By Leah Harris
“Recovery is a process, a way of life, an attitude, and a way of approaching the day’s challenges. It is not a perfectly linear process. At times our course is erratic and we falter, slide back, regroup and start again… The need is to meet the challenge of the disability and to re-establish a new and valued sense of integrity and purpose within and beyond the limits of the disability; the aspiration is to live, work and love in a community in which one makes a significant contribution.” — Pat Deegan, Ph.D.
I am the daughter of two people diagnosed with schizophrenia and bipolar disorder. They did not recover. They died tragically and young, as far too many people with these diagnoses do. I mourn their loss every single day of my life. And yet I am an unwavering advocate for mental health recovery.
As an adolescent, I attempted suicide a number of times. I also experienced periods of believing I was the secret Messiah, seeing divine messages on the sides of buses and in TV commercials. I once barricaded myself in my room with knives, necessitating a call to the police, who took me away in handcuffs in the back of a squad car. At age 16, I was diagnosed with bipolar disorder, and was told in numerous direct and indirect ways: You have a genetically inherited biological brain disease that you will have for life. You will not be able to manage this disease without lifelong dependence on our systems of care. You will have to put your dreams on hold and avoid all forms of stress in order to be able to manage your illness successfully.
The outcome of these hopeless and disempowering messages was that at eighteen years old, I found myself sitting in a squalid group home, where I was told I would remain for life. I had no high school diploma and no job. I was on the direct track to poverty, chronic disability, and premature mortality.

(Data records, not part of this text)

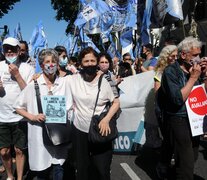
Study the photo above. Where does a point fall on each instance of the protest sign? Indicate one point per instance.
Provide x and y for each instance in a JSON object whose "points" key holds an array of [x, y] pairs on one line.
{"points": [[196, 105], [54, 108]]}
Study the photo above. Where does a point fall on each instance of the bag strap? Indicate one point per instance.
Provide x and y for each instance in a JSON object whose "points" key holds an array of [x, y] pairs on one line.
{"points": [[99, 89], [37, 90]]}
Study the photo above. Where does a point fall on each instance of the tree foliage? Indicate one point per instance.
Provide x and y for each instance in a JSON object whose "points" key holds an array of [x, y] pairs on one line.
{"points": [[66, 10], [6, 6]]}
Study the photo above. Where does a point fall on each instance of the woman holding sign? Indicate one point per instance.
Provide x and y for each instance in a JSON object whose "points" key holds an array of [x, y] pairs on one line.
{"points": [[54, 98], [84, 89]]}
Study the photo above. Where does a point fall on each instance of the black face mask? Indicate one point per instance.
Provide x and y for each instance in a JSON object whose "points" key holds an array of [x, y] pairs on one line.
{"points": [[23, 57], [143, 55], [184, 63], [89, 70]]}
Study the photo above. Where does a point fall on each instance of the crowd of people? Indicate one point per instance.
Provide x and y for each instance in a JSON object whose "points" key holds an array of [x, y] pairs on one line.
{"points": [[177, 71]]}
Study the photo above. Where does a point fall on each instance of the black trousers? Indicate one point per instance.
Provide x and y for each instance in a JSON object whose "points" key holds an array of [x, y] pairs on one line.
{"points": [[185, 147], [92, 161]]}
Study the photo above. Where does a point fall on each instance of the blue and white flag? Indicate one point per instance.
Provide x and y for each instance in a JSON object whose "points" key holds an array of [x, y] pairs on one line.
{"points": [[86, 41], [38, 39], [166, 12], [119, 13], [174, 8], [72, 45], [145, 30], [17, 32], [112, 50], [131, 18], [37, 42], [126, 37], [91, 10]]}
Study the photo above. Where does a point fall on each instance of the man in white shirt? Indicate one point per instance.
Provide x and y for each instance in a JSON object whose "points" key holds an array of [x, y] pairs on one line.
{"points": [[14, 75]]}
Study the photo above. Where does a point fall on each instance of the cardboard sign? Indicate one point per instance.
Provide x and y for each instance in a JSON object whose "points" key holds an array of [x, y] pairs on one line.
{"points": [[196, 105], [54, 108]]}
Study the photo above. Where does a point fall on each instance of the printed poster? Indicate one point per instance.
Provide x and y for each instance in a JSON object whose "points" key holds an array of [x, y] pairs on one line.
{"points": [[54, 108], [197, 108]]}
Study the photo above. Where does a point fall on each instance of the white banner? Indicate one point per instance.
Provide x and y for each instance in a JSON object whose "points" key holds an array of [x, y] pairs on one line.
{"points": [[137, 120], [197, 108]]}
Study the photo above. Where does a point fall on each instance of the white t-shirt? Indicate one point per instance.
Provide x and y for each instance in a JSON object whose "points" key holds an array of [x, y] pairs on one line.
{"points": [[40, 157], [84, 96], [12, 90]]}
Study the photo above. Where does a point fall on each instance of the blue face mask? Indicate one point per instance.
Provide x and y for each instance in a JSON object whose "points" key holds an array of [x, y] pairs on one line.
{"points": [[11, 60], [63, 61], [50, 69]]}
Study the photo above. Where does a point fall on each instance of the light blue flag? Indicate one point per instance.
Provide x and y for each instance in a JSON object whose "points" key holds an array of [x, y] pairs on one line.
{"points": [[137, 49], [126, 37], [112, 51], [174, 8], [72, 45], [145, 30], [38, 41], [131, 18], [91, 10], [86, 41], [17, 32]]}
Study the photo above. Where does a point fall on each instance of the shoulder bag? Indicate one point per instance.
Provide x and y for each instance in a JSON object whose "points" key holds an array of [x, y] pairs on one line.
{"points": [[53, 133], [94, 135]]}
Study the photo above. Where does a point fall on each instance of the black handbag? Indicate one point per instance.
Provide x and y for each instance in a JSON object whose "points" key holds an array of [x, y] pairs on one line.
{"points": [[53, 133], [94, 135]]}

With the support of my family, I managed to escape the group home. A particularly empathetic and supportive teacher helped me to get educational accommodations. Not only did I graduate from high school, but I went on to college, then obtained a graduate degree from Georgetown University. Yet even with these successes, I felt like a fraud. I hid my psychiatric history from everyone I knew, ashamed, and continued to struggle deeply, even as I “performed” and “achieved.”
In my mid twenties, I heard a different message for the very first time: People can and do recover, from even the most serious mental illness. The idea that I could recover was a revelation to me. It gave me a sense of possibility going forward that I had never felt before. My life was forever changed, for the better.